Question

How do you evaluate $\cos \left( \text{arcsin}\left( \dfrac{3}{5} \right) \right)$?

Answer 1

In this problem we need to calculate the value of $\cos \left( \text{arcsin}\left( \dfrac{3}{5} \right) \right)$. In the given function we can observe the $\text{arcsin}$ function which is nothing but the inverse trigonometric function of $\sin$, mathematically it is ${{\sin }^{-1}}$ function. So, we will assume the ${{\sin }^{-1}}$ function to be a variable, say $y$. Now we will apply the trigonometric function $\sin$ on both sides of the equation and simplifies the equation to get the value of $\sin y$. After calculating the value of $\sin y$. We will use the trigonometric identity ${{\sin }^{2}}x+{{\cos }^{2}}x=1$ to find the value of $\cos y$ which is nothing but our required value.

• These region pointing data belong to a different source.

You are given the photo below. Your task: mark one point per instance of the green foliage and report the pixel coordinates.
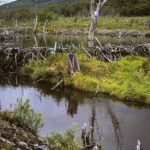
(82, 7)
(63, 141)
(27, 117)
(127, 79)
(54, 68)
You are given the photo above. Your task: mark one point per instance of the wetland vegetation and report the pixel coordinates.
(74, 75)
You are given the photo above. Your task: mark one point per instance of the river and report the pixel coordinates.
(116, 124)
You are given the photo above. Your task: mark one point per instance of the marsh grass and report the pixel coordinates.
(83, 23)
(127, 79)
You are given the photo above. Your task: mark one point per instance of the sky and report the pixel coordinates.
(5, 1)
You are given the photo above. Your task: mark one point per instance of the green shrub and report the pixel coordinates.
(27, 117)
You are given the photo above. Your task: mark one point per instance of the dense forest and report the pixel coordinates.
(68, 8)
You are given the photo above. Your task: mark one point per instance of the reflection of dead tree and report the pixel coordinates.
(73, 63)
(88, 137)
(116, 126)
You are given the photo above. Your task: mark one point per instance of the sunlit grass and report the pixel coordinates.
(127, 79)
(83, 23)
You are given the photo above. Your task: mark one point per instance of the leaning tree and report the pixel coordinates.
(95, 12)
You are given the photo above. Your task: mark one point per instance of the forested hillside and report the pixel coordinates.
(77, 7)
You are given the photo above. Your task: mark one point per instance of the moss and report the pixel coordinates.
(127, 79)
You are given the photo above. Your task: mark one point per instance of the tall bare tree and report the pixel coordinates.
(95, 12)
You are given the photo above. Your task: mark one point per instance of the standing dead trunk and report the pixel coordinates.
(94, 18)
(35, 25)
(44, 27)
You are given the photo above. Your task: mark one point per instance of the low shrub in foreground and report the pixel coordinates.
(126, 79)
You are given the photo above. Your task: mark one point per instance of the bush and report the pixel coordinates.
(27, 117)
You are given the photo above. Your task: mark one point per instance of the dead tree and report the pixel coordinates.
(73, 63)
(95, 10)
(35, 25)
(35, 21)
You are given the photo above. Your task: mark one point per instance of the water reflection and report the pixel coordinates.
(118, 124)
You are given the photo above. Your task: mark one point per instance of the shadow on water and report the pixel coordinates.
(73, 97)
(112, 120)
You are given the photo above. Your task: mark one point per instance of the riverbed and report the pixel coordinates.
(116, 124)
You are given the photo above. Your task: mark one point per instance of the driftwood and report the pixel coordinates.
(111, 53)
(11, 59)
(73, 63)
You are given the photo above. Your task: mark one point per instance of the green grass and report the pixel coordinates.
(127, 79)
(109, 23)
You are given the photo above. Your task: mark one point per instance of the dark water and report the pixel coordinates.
(23, 41)
(118, 124)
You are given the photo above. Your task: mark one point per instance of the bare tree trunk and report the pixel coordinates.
(44, 27)
(94, 18)
(35, 25)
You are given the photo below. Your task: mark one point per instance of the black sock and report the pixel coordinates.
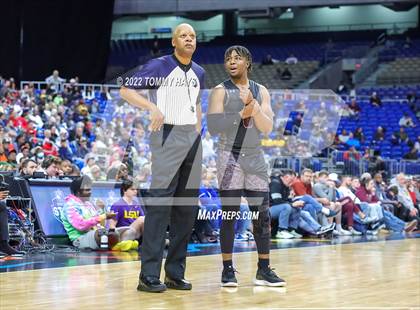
(6, 248)
(263, 263)
(227, 264)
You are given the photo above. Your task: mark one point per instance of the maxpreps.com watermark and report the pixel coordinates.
(227, 215)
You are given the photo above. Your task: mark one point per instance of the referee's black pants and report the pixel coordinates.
(4, 226)
(176, 176)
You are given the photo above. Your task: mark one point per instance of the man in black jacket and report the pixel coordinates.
(289, 211)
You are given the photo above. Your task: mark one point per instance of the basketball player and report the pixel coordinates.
(175, 142)
(239, 112)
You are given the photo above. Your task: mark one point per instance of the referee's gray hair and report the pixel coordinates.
(243, 52)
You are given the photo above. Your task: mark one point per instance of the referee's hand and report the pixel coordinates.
(156, 118)
(4, 194)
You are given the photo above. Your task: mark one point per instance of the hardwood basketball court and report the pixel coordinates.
(368, 275)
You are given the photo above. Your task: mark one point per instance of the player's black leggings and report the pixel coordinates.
(257, 201)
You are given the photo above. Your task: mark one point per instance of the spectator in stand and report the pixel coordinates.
(81, 147)
(407, 42)
(65, 151)
(27, 168)
(403, 194)
(359, 135)
(286, 75)
(352, 141)
(400, 210)
(366, 193)
(351, 159)
(302, 189)
(325, 188)
(289, 213)
(55, 80)
(352, 208)
(117, 172)
(129, 221)
(417, 144)
(399, 137)
(208, 147)
(51, 167)
(83, 220)
(155, 51)
(291, 60)
(354, 109)
(376, 163)
(268, 60)
(412, 154)
(406, 121)
(375, 100)
(379, 135)
(90, 161)
(380, 191)
(96, 173)
(343, 136)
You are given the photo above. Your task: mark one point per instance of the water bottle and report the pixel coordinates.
(104, 240)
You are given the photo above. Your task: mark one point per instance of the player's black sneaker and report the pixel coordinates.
(228, 277)
(150, 284)
(178, 284)
(267, 277)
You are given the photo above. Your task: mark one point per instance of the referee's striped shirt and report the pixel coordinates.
(176, 87)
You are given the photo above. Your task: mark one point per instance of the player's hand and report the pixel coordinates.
(324, 201)
(4, 194)
(100, 204)
(298, 204)
(110, 215)
(250, 110)
(245, 95)
(156, 118)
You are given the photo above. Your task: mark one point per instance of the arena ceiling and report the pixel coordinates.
(147, 7)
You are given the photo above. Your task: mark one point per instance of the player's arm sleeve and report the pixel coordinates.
(218, 120)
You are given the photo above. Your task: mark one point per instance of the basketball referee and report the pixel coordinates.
(175, 113)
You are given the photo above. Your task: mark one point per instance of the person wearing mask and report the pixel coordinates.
(129, 220)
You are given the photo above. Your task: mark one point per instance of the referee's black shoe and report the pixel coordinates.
(267, 277)
(150, 284)
(178, 284)
(228, 277)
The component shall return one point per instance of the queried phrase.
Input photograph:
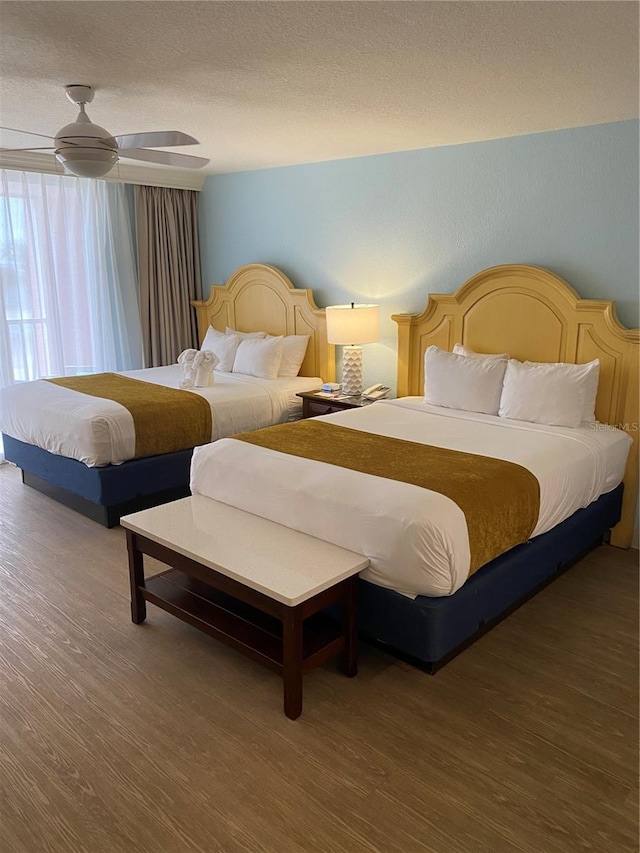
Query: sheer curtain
(68, 282)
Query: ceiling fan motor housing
(86, 149)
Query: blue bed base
(426, 631)
(103, 494)
(430, 631)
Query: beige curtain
(168, 269)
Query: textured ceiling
(266, 84)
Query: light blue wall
(391, 228)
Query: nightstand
(314, 404)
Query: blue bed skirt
(105, 493)
(429, 631)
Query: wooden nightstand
(314, 404)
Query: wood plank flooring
(117, 738)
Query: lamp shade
(353, 324)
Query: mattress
(416, 540)
(98, 431)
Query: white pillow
(459, 382)
(259, 357)
(590, 384)
(553, 394)
(229, 331)
(294, 348)
(224, 346)
(459, 349)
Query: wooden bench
(255, 585)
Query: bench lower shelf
(238, 624)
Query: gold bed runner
(165, 419)
(500, 500)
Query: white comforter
(99, 432)
(416, 539)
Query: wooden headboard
(260, 298)
(534, 315)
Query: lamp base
(352, 371)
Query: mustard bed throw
(165, 419)
(500, 500)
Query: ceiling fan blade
(26, 132)
(167, 158)
(158, 139)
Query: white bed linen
(416, 539)
(97, 431)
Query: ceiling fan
(89, 151)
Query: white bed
(85, 462)
(97, 431)
(416, 540)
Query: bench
(255, 585)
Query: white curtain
(68, 280)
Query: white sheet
(98, 431)
(416, 539)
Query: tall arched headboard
(260, 298)
(534, 315)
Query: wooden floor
(117, 737)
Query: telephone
(376, 392)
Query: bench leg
(292, 662)
(136, 577)
(349, 628)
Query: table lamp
(352, 325)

Complete step by step answer:
Given that, $\cos \left( \text{arcsin}\left( \dfrac{3}{5} \right) \right)$.
In the above equation $\text{arcsin}$ function is nothing but the ${{\sin }^{-1}}$ function. So, we are replacing it in the above equation, then we will get
$\cos \left( \text{arcsin}\left( \dfrac{3}{5} \right) \right)=\cos \left( {{\sin }^{-1}}\left( \dfrac{3}{5} \right) \right)$
Considering the function ${{\sin }^{-1}}$ individually, and assuming it to a variable say $y$, then we will get
$y={{\sin }^{-1}}\left( \dfrac{3}{5} \right).....\left( \text{i} \right)$
Applying the trigonometric function $\sin$ on both sides of the above equation, then we will get
$\Rightarrow \sin \left( y \right)=\sin \left( {{\sin }^{-1}}\left( \dfrac{3}{5} \right) \right)$
We know that the value of $\sin \left( {{\sin }^{-1}}\left( x \right) \right)={{\sin }^{-1}}\left( \sin \left( x \right) \right)=x$, then we will get
$\Rightarrow \sin y=\dfrac{3}{5}$
From the trigonometric identity ${{\sin }^{2}}x+{{\cos }^{2}}x=1$, we can write the value of $\cos y$ as
$\cos y=\sqrt{1-{{\sin }^{2}}y}$
Substituting the value of $\sin y=\dfrac{3}{5}$ in the above equation, then we will get
$\begin{aligned} & \cos y=\sqrt{1-{{\left( \dfrac{3}{5} \right)}^{2}}} \\\ & \Rightarrow \cos y=\sqrt{1-\dfrac{9}{25}} \\\ \end{aligned}$
Simplifying the above equation by taking LCM, then we will have
$\begin{aligned} & \Rightarrow \cos y=\sqrt{\dfrac{25\times 1-9}{25}} \\\ & \Rightarrow \cos y=\sqrt{\dfrac{16}{25}} \\\ \end{aligned}$
We can write $16={{4}^{2}}$, $25={{5}^{2}}$. Now the above equation is modified as
$\begin{aligned} & \Rightarrow \cos y=\sqrt{{{\left( \dfrac{4}{5} \right)}^{2}}} \\\ & \Rightarrow \cos y=\dfrac{4}{5} \\\ \end{aligned}$
From equation $\left( \text{i} \right)$, substituting the value of $y$ in the above equation, then we will get

$\therefore \cos \left( {{\sin }^{-1}}\left( \dfrac{3}{5} \right) \right)=\dfrac{4}{5}$

Note: In this problem we have the used the trigonometric identity ${{\sin }^{2}}x+{{\cos }^{2}}x=1$ after calculating the value of $\sin y$. We can also follow another method for finding the solution after calculating $\sin y$, which is by using the basic definition of trigonometric ratio $\sin x$ we will compare it with the value of $\sin y$. Now we will construct a right-angled triangle with the data we have from the above comparison and try to calculate the remaining data by using the Pythagoras theorem. After having all the data of the triangle, we can use definitions of basic trigonometric ratios and calculate whatever ratio we want.